Martedì una trentina di agenti aderenti al Sap, il Sindacato autonomo di Polizia, aveva fatto un presidio di solidarietà a Pontani appena fuori dall’aula del tribunale di sorveglianza di Bologna: ”È triste che nel nostro paese un servitore dello Stato, chiamato ad aiutare una persona che stava arrecando a se stesso dei danni, interviene e viene ritenuto colpevole di una negligenza, venga per questo condannato e incarcerato. Sono 40 anni che nella giurisprudenza è stato abrogato il carcere per i reati colposi”, aveva detto Gianni Tonelli, presidente del Sap, all’uscita dall’udienza.
Le motivazioni del giudice. Nella decisione del tribunale di sorveglianza hanno pesato i comportamenti tenuti dal poliziotto sia durante la colluttazione fatale che successivamente alla morte del diciottenne. Fu lui, al telefono con la centrale mentre il personale del 118 constatava il decesso di Federico, a dire la famosa frase “l’abbiamo bastonato di brutto per mezz’ora”. Nel processo di primo grado spiegò quelle parole come “solo modi di dire”.
Nei minuti precedenti Pontani e i suoi colleghi affrontarono “armati di manganelli (due dei quali poi addirittura risultati rotti, ed in primo tempo occultati), mediante pesantissimo uso di mezzi di violenza personale” il giovane. E proseguendo nel pestaggio anche quando “era ormai a terra e nonostante le sue invocazioni di aiuto, fino a sovrastarlo letteralmente di botte (e anche calci)”.

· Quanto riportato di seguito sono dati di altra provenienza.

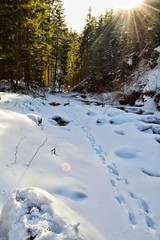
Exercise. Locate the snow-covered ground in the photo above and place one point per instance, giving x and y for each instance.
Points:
(73, 168)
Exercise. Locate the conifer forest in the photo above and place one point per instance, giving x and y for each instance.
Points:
(38, 48)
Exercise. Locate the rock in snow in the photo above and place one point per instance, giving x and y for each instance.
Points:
(32, 214)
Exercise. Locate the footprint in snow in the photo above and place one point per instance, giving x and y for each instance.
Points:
(35, 118)
(71, 194)
(120, 132)
(112, 169)
(144, 207)
(91, 113)
(127, 153)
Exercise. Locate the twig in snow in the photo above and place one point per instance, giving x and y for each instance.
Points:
(37, 151)
(15, 158)
(54, 151)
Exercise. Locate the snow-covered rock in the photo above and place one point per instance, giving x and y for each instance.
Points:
(32, 213)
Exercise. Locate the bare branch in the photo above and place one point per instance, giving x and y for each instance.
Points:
(16, 152)
(37, 151)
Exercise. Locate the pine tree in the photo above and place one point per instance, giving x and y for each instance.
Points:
(73, 60)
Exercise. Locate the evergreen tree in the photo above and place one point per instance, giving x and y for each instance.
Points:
(73, 60)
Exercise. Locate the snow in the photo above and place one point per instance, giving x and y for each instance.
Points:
(76, 169)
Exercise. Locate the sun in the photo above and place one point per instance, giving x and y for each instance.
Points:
(133, 4)
(126, 4)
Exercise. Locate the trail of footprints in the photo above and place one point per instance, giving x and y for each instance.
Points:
(141, 203)
(115, 179)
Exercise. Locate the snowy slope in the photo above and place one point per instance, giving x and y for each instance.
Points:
(99, 164)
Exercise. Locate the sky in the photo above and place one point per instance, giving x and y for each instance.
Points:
(76, 11)
(96, 177)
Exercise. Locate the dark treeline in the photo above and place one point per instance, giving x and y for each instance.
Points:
(36, 46)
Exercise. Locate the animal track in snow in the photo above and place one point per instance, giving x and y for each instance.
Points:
(128, 153)
(71, 194)
(144, 208)
(151, 173)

Dopo aver provocato quella tragedia i poliziotti “avrebbero dovuto portare un contributo di verità, ad onta delle manipolazioni dei superiori”, mentre invece non hanno voluto “squarciare il velo della cortina di manipolazioni delle fonti di prova, tessuta sin dalle prime ore di quel 25 settembre”. Quindi “violenza ingiustificata prima “ e “dissimulazione del vero poi” che portarono “discredito per il Corpo di Polizia cui ancora essi appartengono”.
Da questi dettagli il tribunale di sorveglianza ricostruisce la personalità del condannato, che evidenzia “pesanti carenze, tanto più gravi per un esperto agente di Polizia” e “noncuranza per il dolore e la sofferenza della vittima, a lungo percossa e contenuta, fino a morirne”.
Per i giudici di sorveglianza le stesse dichiarazioni rese da Pontani all’udienza del 26 febbraio lasciano intravedere “un atteggiamento ancora di difesa del proprio operato” che gli ha impedito “in tanti anni trascorsi fino ad ora di mettere in atto anche solo semplici gesti anche una semplice lettera…), per manifestare, come avrebbe ben altrimenti potuto, senza clamore e senza risalto mediatico, la propria consapevolezza della vicenda pensale e umana, nei riguardi dei familiari della vittima”.
In conclusione, il tribunale rigetta l’istanza del poliziotto, “atteso che nessun avvio di percorso di rieducazione e recupero può in concreto ipotizzarsi in tale quadro”.